13
- Author: Mary-Lou Zeitoun
- Language: English
- Publisher: The Porcupine's Quill
- Publication date: 2002
- Publication place: Canada
- Media type: Paperback

= 13 (Zeitoun novel) =

2002 novel by Mary-Lou Zeitoun

13 is the debut novel of Canadian author Mary-Lou Zeitoun, first published in 2002 by Porcupine's Quill.
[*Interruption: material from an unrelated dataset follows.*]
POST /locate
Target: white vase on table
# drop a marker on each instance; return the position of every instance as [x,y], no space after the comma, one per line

The novel tells the story of a John Lennon obsessed 13-year-old girl called Marnie Harmon growing up in Ottawa in 1980.

==Plot==
Marnie Harmon is a 13-year-old girl growing up in Ottawa. Initially she attends an ordinary high school, where she is alienated from her peers, who don't understand her angst, her rejection of fashionable clothes. She experiences unwelcome attention from a male teacher, and when she tries to retaliate, she is the one who is punished, being sent to a Roman Catholic high school.

It is at the more controlled school that Marnie makes friends, among the schools other rebels. They engage in rebellious behavior, like underage drinking, and hanging out in strip clubs.

Her dream of running away to New York City, to meet her hero, John Lennon, is the narrative arc that cements the story.

==Reception==
In 2002 The Globe and Mail named Zeitoun one of their 10 "Writer's to Watch" based on 13 praising the novel and saying reading it was "like going through adolescence all over again".

Ray Robertson praised the novel's sparse narrative style, writing: "Whereas a less plot-conscious writer might have let Marnie marinate for 140 pages in her own emotional juices, stewing in the sop of her oh-so-sensitive soul, Zeitoun cleverly uses Marnie's obsession with meeting Lennon as a simple but effective storyline to hang a series of witty observations about the life of a properly alienated teenager."

Quill and Quire wrote: "First-time novelist Mary-Lou Zeitoun's 13 wryly evokes an unavoidable time and place in everyone's life – the teenage years – without rendering the experience into saccharine nostalgia."